A 12-year-old seeks revenge after his father is murdered.
It seems that every great hero’s origin story begins with unthinkable trauma, and Nnamdimma “Nnamdi” Icheteka’s beginning is no different. A year after his father, the police chief of Kaleria, is gunned down, Nnamdi chases a figure through his town and is gifted a mysterious Ikenga—which means “place of strength” in Igbo—totem that gives him superpowers and guides him through different, herculean tasks to discover his father’s killer.
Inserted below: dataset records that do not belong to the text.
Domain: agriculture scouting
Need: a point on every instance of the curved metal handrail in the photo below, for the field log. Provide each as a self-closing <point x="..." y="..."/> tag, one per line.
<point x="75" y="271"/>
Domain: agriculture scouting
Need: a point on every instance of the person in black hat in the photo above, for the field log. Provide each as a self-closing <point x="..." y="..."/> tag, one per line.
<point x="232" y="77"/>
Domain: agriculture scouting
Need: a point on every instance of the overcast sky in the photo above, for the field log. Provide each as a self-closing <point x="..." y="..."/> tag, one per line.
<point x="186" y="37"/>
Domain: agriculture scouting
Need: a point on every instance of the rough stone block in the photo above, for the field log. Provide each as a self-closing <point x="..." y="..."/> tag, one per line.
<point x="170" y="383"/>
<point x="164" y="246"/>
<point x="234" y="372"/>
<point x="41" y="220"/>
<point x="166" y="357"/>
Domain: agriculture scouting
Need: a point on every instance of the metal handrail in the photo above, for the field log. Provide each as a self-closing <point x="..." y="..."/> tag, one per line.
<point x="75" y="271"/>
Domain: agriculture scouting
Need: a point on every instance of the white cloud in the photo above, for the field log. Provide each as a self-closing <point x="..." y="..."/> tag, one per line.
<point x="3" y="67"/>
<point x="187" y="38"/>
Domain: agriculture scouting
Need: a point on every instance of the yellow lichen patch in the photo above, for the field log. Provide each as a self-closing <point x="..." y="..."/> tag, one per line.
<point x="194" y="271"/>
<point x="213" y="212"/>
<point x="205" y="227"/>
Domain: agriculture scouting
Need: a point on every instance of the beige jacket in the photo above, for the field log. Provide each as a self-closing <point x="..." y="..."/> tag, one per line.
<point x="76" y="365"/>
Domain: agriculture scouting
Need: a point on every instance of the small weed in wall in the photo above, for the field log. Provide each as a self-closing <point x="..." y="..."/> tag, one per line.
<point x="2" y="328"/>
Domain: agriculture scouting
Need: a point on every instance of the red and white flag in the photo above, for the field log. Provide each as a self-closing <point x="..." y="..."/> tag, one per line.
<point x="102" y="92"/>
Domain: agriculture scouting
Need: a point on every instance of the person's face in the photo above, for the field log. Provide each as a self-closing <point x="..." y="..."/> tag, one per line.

Set in a small province in Southeastern Nigeria, Okorafor’s tale features an eclectic cast of villains—whose curious quirks and storied names don’t make them any less lethal—and literal ride-or-die friendships that are tested by Nnamdi’s ongoing struggles to control his powers. She creates a believable, flawed superhero who, even when he transforms, is still very much a 12-year-old boy: confused, scared and frustrated about why his path seems to be particularly difficult; his best friend, Chioma, has this sage life advice: “It’s not about the answers to a riddle; it’s about what you learn by solving it.” Okorafor’s thoughtful mixing of West African traditional religions with Christian beliefs flows easily throughout the narrative alongside her regular inclusion of Igbo greetings and phrasings, although the actual story pacing can be slow and uneven.
A memorable middle-grade murder mystery that’s darkly humorous in some places and delightfully creepy in others.